Tanaka H, Zhu Y, Zhang S, Ishizaki N, Jin M B, Azuma T, Lee R, Starzl T E, Todo S
Pittsburgh Transplantation Institute, University of Pittsburgh, Pa, USA.
J Am Coll Surg. 1997 Apr;184(4):389-96.
Although lazaroids have been shown to protect various organs from ischemia/reperfusion injury, results obtained in the small intestine have been conflicting.
The canine small intestine was made totally ischemic for 2 hours by occluding the superior mesenteric artery and the superior mesenteric vein with interruption of the mesenteric collateral vessels. A lazaroid compound, U74500A, or a citrate vehicle was given intravenously to each of the six animals for 30 minutes before intestinal ischemia. Intestinal tissue blood flow, lipid peroxidation, neutrophil infiltration, adenine nucleotides and their catabolites, and histologic changes after reperfusion were determined.
Lazaroid treatment attenuated decline of the mucosal and serosal blood flow after reperfusion. Accumulation of lipid peroxidation products and neutrophils in mucosal tissues was markedly inhibited by the treatment. Postischemic energy resynthesis was also augmented by lazaroid. Morphologically, mucosal architectures were better preserved with lazaroid treatment after reperfusion, and recovered to normal by postoperative day 3 in the treated group and by postoperative day 7 in control animals.
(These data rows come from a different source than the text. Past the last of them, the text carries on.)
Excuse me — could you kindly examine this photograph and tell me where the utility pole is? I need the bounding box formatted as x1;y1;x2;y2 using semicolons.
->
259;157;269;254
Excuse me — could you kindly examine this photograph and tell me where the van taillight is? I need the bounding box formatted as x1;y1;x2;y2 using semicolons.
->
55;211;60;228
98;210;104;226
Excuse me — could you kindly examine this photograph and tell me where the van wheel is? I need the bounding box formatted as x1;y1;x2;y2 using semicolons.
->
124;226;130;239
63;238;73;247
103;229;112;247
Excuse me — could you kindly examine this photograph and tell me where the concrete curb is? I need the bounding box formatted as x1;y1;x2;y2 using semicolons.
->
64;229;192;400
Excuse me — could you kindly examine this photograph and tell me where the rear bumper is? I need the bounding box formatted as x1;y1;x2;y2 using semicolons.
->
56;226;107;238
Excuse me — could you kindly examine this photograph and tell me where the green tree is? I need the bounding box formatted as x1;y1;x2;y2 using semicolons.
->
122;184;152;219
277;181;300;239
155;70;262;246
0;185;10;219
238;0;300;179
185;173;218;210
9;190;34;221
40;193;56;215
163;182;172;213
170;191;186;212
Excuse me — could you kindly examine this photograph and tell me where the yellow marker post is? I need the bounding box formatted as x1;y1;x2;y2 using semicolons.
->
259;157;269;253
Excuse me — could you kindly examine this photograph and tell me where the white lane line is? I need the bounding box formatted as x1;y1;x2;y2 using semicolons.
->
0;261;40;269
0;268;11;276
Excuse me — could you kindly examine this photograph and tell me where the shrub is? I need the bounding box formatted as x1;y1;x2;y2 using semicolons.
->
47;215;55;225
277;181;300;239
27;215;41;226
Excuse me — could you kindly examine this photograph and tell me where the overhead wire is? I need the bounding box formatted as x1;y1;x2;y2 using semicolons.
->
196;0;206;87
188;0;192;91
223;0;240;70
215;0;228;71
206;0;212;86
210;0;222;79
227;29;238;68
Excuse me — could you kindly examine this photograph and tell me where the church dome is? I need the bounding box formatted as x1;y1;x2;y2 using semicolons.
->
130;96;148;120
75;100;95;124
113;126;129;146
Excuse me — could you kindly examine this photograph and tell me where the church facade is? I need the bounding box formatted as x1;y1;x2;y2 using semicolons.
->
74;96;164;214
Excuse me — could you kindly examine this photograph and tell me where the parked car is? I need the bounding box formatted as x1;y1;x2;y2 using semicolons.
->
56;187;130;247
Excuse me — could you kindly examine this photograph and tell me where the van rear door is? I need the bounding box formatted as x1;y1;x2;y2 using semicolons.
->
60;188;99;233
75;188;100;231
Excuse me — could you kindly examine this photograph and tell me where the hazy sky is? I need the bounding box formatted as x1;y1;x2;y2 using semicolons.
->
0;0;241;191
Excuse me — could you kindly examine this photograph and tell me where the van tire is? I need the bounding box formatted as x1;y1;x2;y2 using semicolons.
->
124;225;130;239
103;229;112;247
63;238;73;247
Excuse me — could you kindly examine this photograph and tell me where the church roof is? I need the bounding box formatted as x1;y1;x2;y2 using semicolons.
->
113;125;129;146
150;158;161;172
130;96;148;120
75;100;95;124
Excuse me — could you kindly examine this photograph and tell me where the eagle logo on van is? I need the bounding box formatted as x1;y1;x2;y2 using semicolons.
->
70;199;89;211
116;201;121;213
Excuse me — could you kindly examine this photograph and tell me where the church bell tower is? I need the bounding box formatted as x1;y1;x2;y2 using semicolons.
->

Lazaroids protect the canine small intestine from ischemia/reperfusion injury by inhibiting lipid peroxidation and neutrophil infiltration. Dogs are tolerant of 2-hour normothermic complete intestinal ischemia.
尽管已证明拉扎oids可保护各种器官免受缺血/再灌注损伤,但在小肠中获得的结果却相互矛盾。
通过阻断肠系膜上动脉和肠系膜上静脉并中断肠系膜侧支血管,使犬小肠完全缺血2小时。在肠道缺血前30分钟,给六只动物中的每只静脉注射一种拉扎oid化合物U74500A或柠檬酸盐载体。测定再灌注后的肠道组织血流量、脂质过氧化、中性粒细胞浸润、腺嘌呤核苷酸及其分解代谢产物以及组织学变化。
拉扎oid治疗减轻了再灌注后粘膜和浆膜血流量的下降。该治疗明显抑制了粘膜组织中脂质过氧化产物和中性粒细胞的积累。拉扎oid还增强了缺血后能量的重新合成。形态学上,再灌注后拉扎oid治疗能更好地保存粘膜结构,治疗组术后第3天恢复正常,对照组动物术后第7天恢复正常。
拉扎oids通过抑制脂质过氧化和中性粒细胞浸润,保护犬小肠免受缺血/再灌注损伤。犬能耐受2小时的常温完全性肠道缺血。